It is often necessary to combine the output from one or more light sources in an optical system. This may involve mixing light of the same wavelength from single or multiple sources or may involve mixing light of different wavelengths from multiple sources. A particularly important example is the production of white light by combining the output from discrete red (R), green (G) and blue (B) LED's. Efficient white light production from RGB LED arrays is a crucial enabling technology for the widespread use of LEDs for general lighting. RGB LED arrays are far more energy efficient than known LEDs based on phosphors. Improvements in the energy efficiency and effectiveness of mixing light, and in particular mixing light from LEDs, are therefore desirable to enable use of LED arrays in place of phosphor and related conversion systems to produce white light. Energy efficiency in lighting is usually measured in lumens provided per Watt of power used to supply these lumens.
An important factor is that the human eye is very sensitive to slight variations in colour. Therefore, one problem encountered in the mixing of light is that the required degree of colour uniformity, wherein colour variations in the resultant light are imperceptible to the human eye, cannot be achieved by current mixing methods without unacceptable losses.

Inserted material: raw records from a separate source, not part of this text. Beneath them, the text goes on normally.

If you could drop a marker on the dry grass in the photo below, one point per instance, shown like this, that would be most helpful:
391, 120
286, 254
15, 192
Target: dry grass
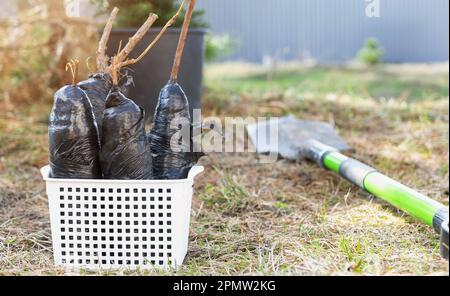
282, 218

Zhao, F. et al, “Optical Elements for Mixing Coloured LEDs to Create White Light”, conference paper 4776-35 at SPIE International Symposium on Optical Technology (SPIE's 47th Annual meeting, July 2002), published in Solid State Lighting II: Proceedings of SPIE volume 4776, pages 206–214, (2002) disclose an experimental investigation into the problems encountered and illustrates the deficiencies of the current state-of-the-art. Zhao, F. et al disclose using optically clear, acrylic light guides of square and circular cross section and of various lengths (76 mm, 152 mm, 305 mm) to mix red, green and blue light from an RGB LED array comprising 18 LED's.
The light guides were not found to significantly improve the beam uniformity in terms of illuminance and colour and there was no appreciable difference in the quality of the light produced by the different shaped light guides. The system energy efficiency deteriorated as a function of length as expected. The only improvement in illuminance and colour uniformity was achieved by diffusing the output ends of the light guides, which incurred further deterioration in efficiency.
Generation of white light is not the only application requiring efficient mixing of laser diode or LED output. Photo-curing of cements, such as dental cement requires a uniform illumination of the photosensitive material. Existing systems based on light guides produce uneven illumination giving unsatisfactory curing.
Hence, there is a need for a means of combining the output from one or more light sources to achieve output light with good uniformity of both colour and intensity across the output area. It is also desirable to have the ability to combine light from multiple sources without greatly increasing the angular spread of the input light and to make full use of the lumens supplied by the one or more sources.